Disabilities from Amputations
Amputations can be physically and emotionally traumatic experiences for victims. Sometimes, people can learn to adapt to their missing digits or limbs, whether through physical therapy, prosthetics, or both. However, these methods may not be enough to enable individuals to return to work and other everyday activities.
In cases like these, you may be able to use disability coverage to help make up for your missing wages. These disability benefits can help with cost of living expenses as well as the medical care that you need. For help with filing for the disability benefits that you deserve, contact an experienced long-term disability filing attorney from the Hankey Law Office, today at (800) 520-3633.

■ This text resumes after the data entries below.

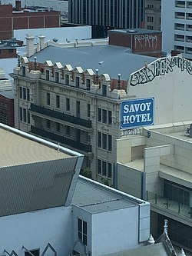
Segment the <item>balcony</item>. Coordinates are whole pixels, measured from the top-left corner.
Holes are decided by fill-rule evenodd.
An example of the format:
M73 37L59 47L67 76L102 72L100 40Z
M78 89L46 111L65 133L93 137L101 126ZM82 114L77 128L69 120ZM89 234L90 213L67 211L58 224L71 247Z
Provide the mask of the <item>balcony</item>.
M91 152L91 145L86 145L74 140L55 135L54 132L49 132L45 130L39 129L36 127L31 127L31 133L43 138L53 141L56 143L61 143L65 146L69 146L71 148L80 150L84 152Z
M29 111L35 115L39 114L41 117L49 117L48 119L50 119L51 117L55 119L55 121L58 122L59 122L58 120L60 122L62 121L61 123L64 123L63 121L68 122L69 124L68 125L70 125L70 124L71 125L71 124L76 125L78 125L76 128L79 129L81 128L84 130L84 128L91 128L91 121L90 120L85 120L78 117L71 116L70 115L58 112L57 111L48 109L45 107L38 106L34 104L31 104Z
M150 191L147 191L147 201L149 201L152 206L157 206L161 210L177 214L180 218L184 218L185 219L187 218L192 220L192 208L190 206L161 197Z

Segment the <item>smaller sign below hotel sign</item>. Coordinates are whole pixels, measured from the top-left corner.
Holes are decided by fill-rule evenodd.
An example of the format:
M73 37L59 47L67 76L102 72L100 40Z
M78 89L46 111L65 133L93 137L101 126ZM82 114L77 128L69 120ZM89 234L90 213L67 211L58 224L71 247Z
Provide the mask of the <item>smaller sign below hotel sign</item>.
M154 98L124 101L121 104L121 128L154 125Z

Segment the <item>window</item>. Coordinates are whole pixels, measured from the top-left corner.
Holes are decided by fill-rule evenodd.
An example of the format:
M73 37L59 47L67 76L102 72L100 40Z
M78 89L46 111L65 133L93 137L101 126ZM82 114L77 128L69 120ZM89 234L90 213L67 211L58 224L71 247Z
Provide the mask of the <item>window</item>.
M45 71L45 79L49 80L49 70L46 70Z
M28 118L28 124L30 124L30 114L28 111L27 112L27 118Z
M107 176L107 162L105 161L102 161L102 175Z
M79 77L78 76L76 76L75 77L75 86L77 87L77 88L79 88Z
M47 98L47 105L50 106L50 93L49 92L47 92L46 98Z
M22 87L19 87L19 97L20 98L23 98Z
M86 90L90 91L91 88L91 80L86 79Z
M65 126L65 133L67 135L70 135L70 126Z
M102 148L102 143L101 143L101 132L98 131L98 148Z
M107 150L108 136L104 133L102 134L102 148Z
M29 88L27 88L27 101L30 101L30 90Z
M98 132L98 147L104 150L112 151L112 136L105 133Z
M108 110L108 125L112 124L112 112Z
M91 105L88 104L88 117L91 117Z
M23 99L26 99L26 88L23 87Z
M59 82L59 73L58 72L55 73L55 81L57 83L58 83Z
M102 85L102 95L107 96L107 85Z
M50 120L46 120L46 128L48 128L48 129L50 129L51 128L51 121L50 121Z
M76 101L76 117L80 118L80 101Z
M154 29L154 26L147 25L147 29L153 30Z
M25 108L23 108L23 121L27 122L27 110Z
M101 112L101 108L98 108L98 121L102 121L102 112Z
M147 22L154 22L154 17L147 16Z
M101 175L101 160L98 159L98 174Z
M108 121L108 115L107 115L107 110L102 109L102 122L107 124Z
M88 244L88 224L86 221L78 219L78 238L84 243L84 245Z
M108 177L109 178L112 177L112 165L111 163L108 164Z
M69 85L69 75L65 74L65 85Z
M112 124L112 112L111 110L107 111L101 108L98 108L98 121L101 121L104 124Z
M30 89L25 87L19 88L19 98L23 100L30 101Z
M22 109L22 108L19 108L19 111L20 111L20 121L23 121L23 109Z
M24 123L30 124L30 114L26 108L19 108L19 120Z
M98 159L98 174L108 178L112 178L112 164Z
M60 108L60 96L56 95L56 108Z
M108 139L108 149L109 151L112 151L112 136L109 135Z
M25 67L22 67L22 75L25 76L25 75L26 75Z
M68 98L66 98L66 111L70 111L70 99Z
M56 131L60 132L61 129L60 129L60 124L59 123L55 123L56 125Z

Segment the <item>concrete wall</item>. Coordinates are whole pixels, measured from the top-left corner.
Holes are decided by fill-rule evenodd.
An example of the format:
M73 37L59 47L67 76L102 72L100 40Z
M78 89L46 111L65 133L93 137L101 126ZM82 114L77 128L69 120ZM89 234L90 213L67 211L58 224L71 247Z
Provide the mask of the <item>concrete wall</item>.
M35 28L35 29L17 29L14 30L14 37L24 41L25 43L26 35L35 36L35 43L38 43L38 35L43 35L46 37L45 41L54 38L58 39L58 43L74 42L75 39L82 40L91 38L91 26L78 26L72 28Z
M92 255L137 248L138 246L138 208L107 211L92 216ZM100 246L98 246L100 244Z
M160 161L161 164L192 174L191 143L151 131L151 137L147 141L147 145L151 146L157 145L157 144L174 145L174 154L167 154L161 157Z
M142 171L118 164L117 188L139 198L141 198Z
M0 218L0 254L14 250L24 256L27 249L40 249L40 255L50 243L58 255L71 251L72 218L71 207L54 208Z
M161 0L162 51L170 54L174 44L174 0Z

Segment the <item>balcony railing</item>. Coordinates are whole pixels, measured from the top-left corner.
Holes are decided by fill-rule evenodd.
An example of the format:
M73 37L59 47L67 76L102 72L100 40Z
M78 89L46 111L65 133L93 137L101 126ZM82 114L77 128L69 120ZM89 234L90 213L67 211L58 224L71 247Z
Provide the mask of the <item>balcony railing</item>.
M59 142L60 144L63 144L65 145L68 145L70 148L75 148L77 150L81 150L84 152L91 152L91 145L86 145L68 138L65 138L64 136L60 136L55 135L53 132L49 132L45 130L39 129L36 127L31 127L31 132L35 135L38 135L44 138L54 141L55 142Z
M55 110L51 110L45 107L38 106L34 104L31 104L31 108L29 110L33 112L39 113L45 116L57 118L58 120L65 121L69 123L83 126L84 128L91 128L91 121L90 120L85 120L78 117L71 116L70 115L58 112Z
M147 191L147 201L148 201L152 205L156 204L160 208L167 209L182 216L192 218L192 208L190 206L161 197L150 191Z

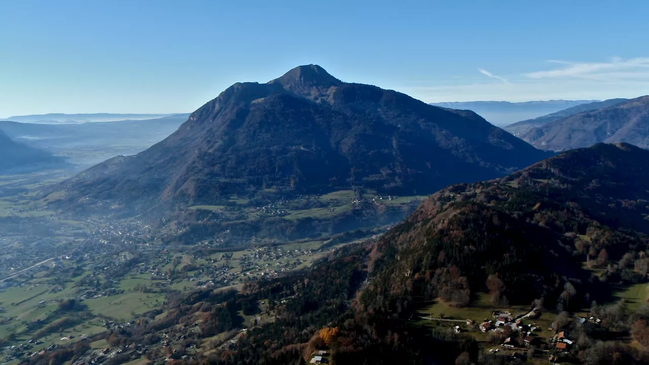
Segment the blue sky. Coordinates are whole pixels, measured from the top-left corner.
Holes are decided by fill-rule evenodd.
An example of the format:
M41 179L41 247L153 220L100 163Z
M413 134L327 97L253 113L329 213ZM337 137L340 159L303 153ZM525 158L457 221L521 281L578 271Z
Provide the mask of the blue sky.
M649 94L649 1L0 1L0 117L190 112L317 64L426 102Z

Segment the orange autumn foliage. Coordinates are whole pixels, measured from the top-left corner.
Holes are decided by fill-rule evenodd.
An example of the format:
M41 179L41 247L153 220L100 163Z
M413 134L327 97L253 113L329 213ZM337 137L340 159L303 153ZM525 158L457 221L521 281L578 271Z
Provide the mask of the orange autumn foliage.
M326 327L320 330L320 338L324 341L324 344L329 346L331 342L338 334L338 327Z

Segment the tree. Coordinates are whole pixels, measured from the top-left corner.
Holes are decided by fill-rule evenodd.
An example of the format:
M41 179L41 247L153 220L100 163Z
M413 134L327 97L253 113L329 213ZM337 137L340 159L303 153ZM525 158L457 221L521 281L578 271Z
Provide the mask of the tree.
M606 252L606 249L603 248L602 251L600 251L600 254L597 255L597 264L600 266L604 266L608 264L608 253Z
M649 347L649 327L646 320L638 320L631 327L633 339L645 347Z
M326 327L320 330L320 337L324 341L324 344L329 346L332 341L338 334L338 327Z
M500 305L501 296L505 291L505 284L498 277L498 274L491 274L487 278L487 288L491 295L491 304Z

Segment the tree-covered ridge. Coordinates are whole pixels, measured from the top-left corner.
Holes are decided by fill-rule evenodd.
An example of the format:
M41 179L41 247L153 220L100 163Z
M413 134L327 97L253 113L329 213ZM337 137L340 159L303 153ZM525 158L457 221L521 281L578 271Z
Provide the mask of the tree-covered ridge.
M600 144L435 193L374 248L377 279L365 295L382 299L368 305L399 312L441 294L465 305L467 289L493 292L487 281L497 275L497 300L543 296L578 308L608 295L582 263L606 268L623 257L613 277L644 280L646 270L633 264L646 260L648 157L629 145ZM567 283L578 295L561 296Z
M58 206L162 204L154 212L164 215L170 207L269 190L286 196L358 186L421 195L546 156L472 112L343 82L309 65L266 84L232 85L161 142L60 186L69 195Z

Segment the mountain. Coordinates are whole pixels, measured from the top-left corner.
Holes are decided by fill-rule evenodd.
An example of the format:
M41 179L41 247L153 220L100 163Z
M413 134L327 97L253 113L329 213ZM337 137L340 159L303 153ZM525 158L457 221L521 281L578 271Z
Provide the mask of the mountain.
M3 120L12 120L19 123L35 123L38 124L79 123L98 121L117 121L119 120L143 120L155 119L174 114L118 114L114 113L93 113L85 114L64 114L51 113L29 116L14 116Z
M547 151L565 151L598 142L626 142L649 148L649 95L556 120L519 136Z
M503 126L520 120L534 118L559 110L595 101L594 100L548 100L509 103L509 101L463 101L432 103L431 105L475 112L495 125Z
M67 157L88 167L115 156L134 155L169 136L187 120L188 114L145 120L80 124L37 124L0 121L16 142Z
M598 144L440 190L373 248L376 284L363 304L398 312L437 297L464 307L481 293L495 305L543 296L559 310L610 301L606 283L646 281L633 264L648 248L647 186L649 151Z
M131 207L211 205L269 190L413 195L502 176L545 153L472 112L343 82L309 65L265 84L236 83L160 143L60 188L69 202Z
M563 119L583 112L590 112L596 110L597 109L607 108L617 104L620 104L628 100L628 99L609 99L608 100L604 100L604 101L594 101L593 103L581 104L580 105L577 105L576 107L572 107L567 109L559 110L558 112L556 112L554 113L550 113L546 116L535 118L534 119L523 120L513 124L510 124L509 125L503 128L503 129L515 136L518 136L530 129L541 127L551 121L554 121L555 120Z
M339 365L540 364L548 353L553 363L645 364L648 184L648 151L570 151L443 189L378 240L308 269L169 296L162 314L111 336L138 344L188 328L196 340L245 332L210 353L223 365L304 364L314 353ZM627 288L639 300L611 295ZM243 318L269 312L254 326ZM487 321L493 331L483 333ZM558 351L553 337L572 346Z
M0 129L0 173L19 173L62 165L63 158L16 143Z

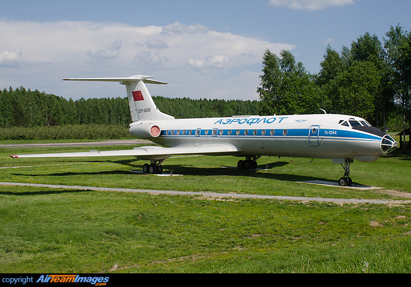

Amputations and Disability Benefits
The Social Security Administration keeps a “listing of impairments” that outlines a multitude of injuries and diseases that often count as disabilities. Types of amputations considered on this list include:
- Loss of both hands
- Loss of one hand and one lower extremity that prohibits effective ambulation
- Loss of one or both feet above the ankle that prevents the use of a prosthetic or ambulation
- Hip disarticulation
What Counts as Effective Ambulation?
One characteristic of disabling amputations in the lower extremities is that they prevent a person from having effective ambulation. This means that the person is unable to walk at a normal pace for a reasonable distance, preventing him or her from sustaining regular activities such as work.